Jim Geraghty was very unhappy with a post I wrote last week questioning his focus on voter fraud and his relative lack of concern over states purging voters from the rolls. I argued that Geraghty couldn't point out a single instance of organized voter fraud. When Geraghty tried to, he ran into some trouble, before asserting that ACORN's turning in bad registration forms were proof of a conspiracy to commit registration fraud.
Hey, guess who was out registering voters in this district before the primary? Aw, you saw this coming - ACORN. The same group running into legal troubles in thirteen other states. When you see the same issues coming up with the same group in fourteen different instances, how much more evidence do you need before you conclude that this is "organized voter fraud"?Well for one thing, I'd need Jim Geraghty to learn the difference between voter fraud and registration fraud. But if we were trying to figure out if ACORN had conspired to commit registration fraud, I would be interested in discovering a compelling incentive for them to do so. The incentive for registration workers to turn in fraudulent forms is obvious -- they do it so they get paid for work they don't do. The incentive for ACORN to tell its workers to commit registration fraud is less clear. ACORN compelled by law in many states to turn in bad forms, no matter how blatantly fraudulent, they can't affect the outcome of the election by registering people who can't vote or don't exist, and it draws a great deal of negative attention from bad registration forms. In fact, the best way for ACORN to get the policy changes it wants is by registering people legally.

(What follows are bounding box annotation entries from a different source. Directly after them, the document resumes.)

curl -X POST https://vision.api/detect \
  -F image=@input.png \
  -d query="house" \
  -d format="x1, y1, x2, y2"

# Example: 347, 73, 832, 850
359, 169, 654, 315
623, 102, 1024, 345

Does that mean ACORN doesn't have problems? No, but Geraghty's argument that ACORN represents "organized voter fraud" based on their workers turning in bad forms is less than compelling. But if Geraghty is very concerned about registration fraud, I encourage him to look into Nathan Sproul, to whom McCain has given a great deal of money for voter registration efforts. Sam Stein reports that Sproul is accused of voter registration fraud in several states, which can only mean that he's part of a massive conspiracy to steal the election and unravel the fabric of our democracy.
Geraghty then made this argument:
Their argument is that no state authority should be ensuring that voter registration applications match actual people, despite the horror stories of ACORN pestering people to register 27 times, etc. Anyone who shows up at any voting booth should be allowed to cast a vote, whether or not they can demonstrate that they are who they say they are.
Well, not that's not my argument. My argument is that the law requires first time voters to show a federally approved form of ID, which makes it terribly difficult to vote as Tony Romo unless you are in fact, Tony Romo. But I should be clear on this second point: I'm not against purges, which are a necessary part of maintaining the voter rolls. I'm against purges being conducted in secret without oversight, without informing the subject of a purge before they are purged, and when a purge is conducted illegally within 90 days of an election. I'm against them being done this way because they end up disenfranchising thousands of people, often over data entry problems, illegible handwriting, and typos. Given that we know the databases are prone to error, this shouldn't be controversial.